Cada cien metros el mundo cambia”, escribía Roberto Bolaño en su novela 2066. O en cada segundo de operación del algoritmo, ese que sostiene las redes sociales, la verdad se diluye o se transforma - podría decirse ahora. Hace rato que esto es sabido. El filósofo polaco-británico Zygmunt Bauman insistía en que la sociedad se volvió líquida. Pero, además intolerante con las visiones de mundo diferentes y megalomaníaca con relación a los propios puntos de vista. Por ello, buscar, reconocer y valorar la diversidad, ir hacia ella, nos sana de tantos prejuicios sociales y culturales, que debiese ser un imperativo individual y colectivo el mandarse a cambiar -si es necesario- a la misma punta del cerro, para que se nos quite la narcisista idea de que el mundo es solo cómo lo pensamos o cómo nos dijeron que es.

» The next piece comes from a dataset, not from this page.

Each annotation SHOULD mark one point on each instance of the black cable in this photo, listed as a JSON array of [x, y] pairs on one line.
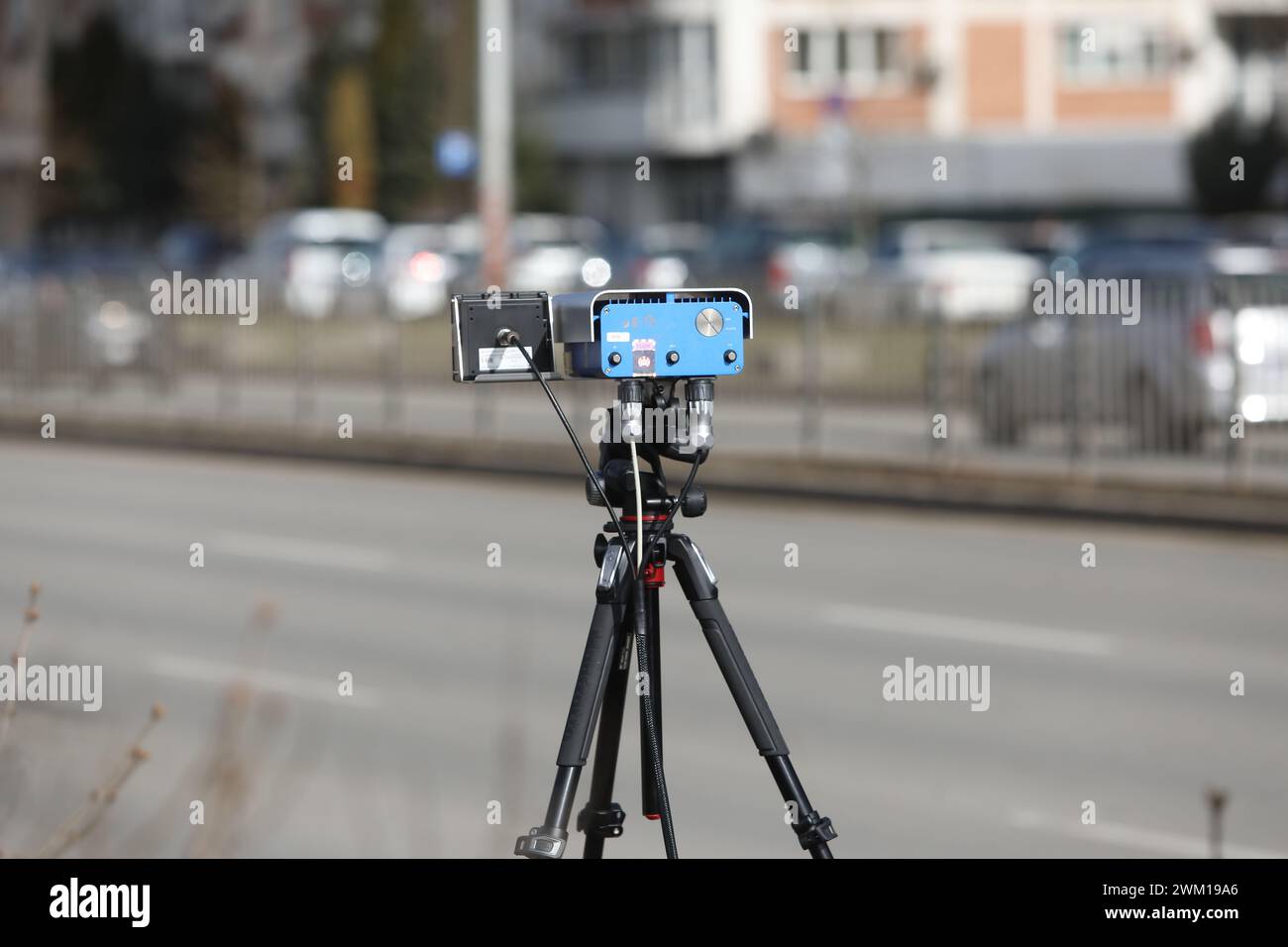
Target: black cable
[[585, 462]]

Y como el mundo cambia cada cien metros y en cada segundo, también el futuro depende de la práctica del peregrinaje social y cultural que tanto hace falta. Nadie sabe hacia dónde va la cosa, aunque abunden agoreros y aficionados al oráculo político en los mass media. Porque es difícil confiar en una opinión que proviene de ambientes segregados, de burbujas socioculturales y de posiciones personales que prescinden del diálogo tolerante con la diversidad humana. Es que, si queremos hablar de futuro, estamos obligados a tener más calle, mucha calle: para no pegarnos nuevamente el tremendo porrazo, ese que uno se da por no conocer la topografía de desconocidos barrios y veredas, así como las biografías de otras humanidades que hemos ignorado completamente.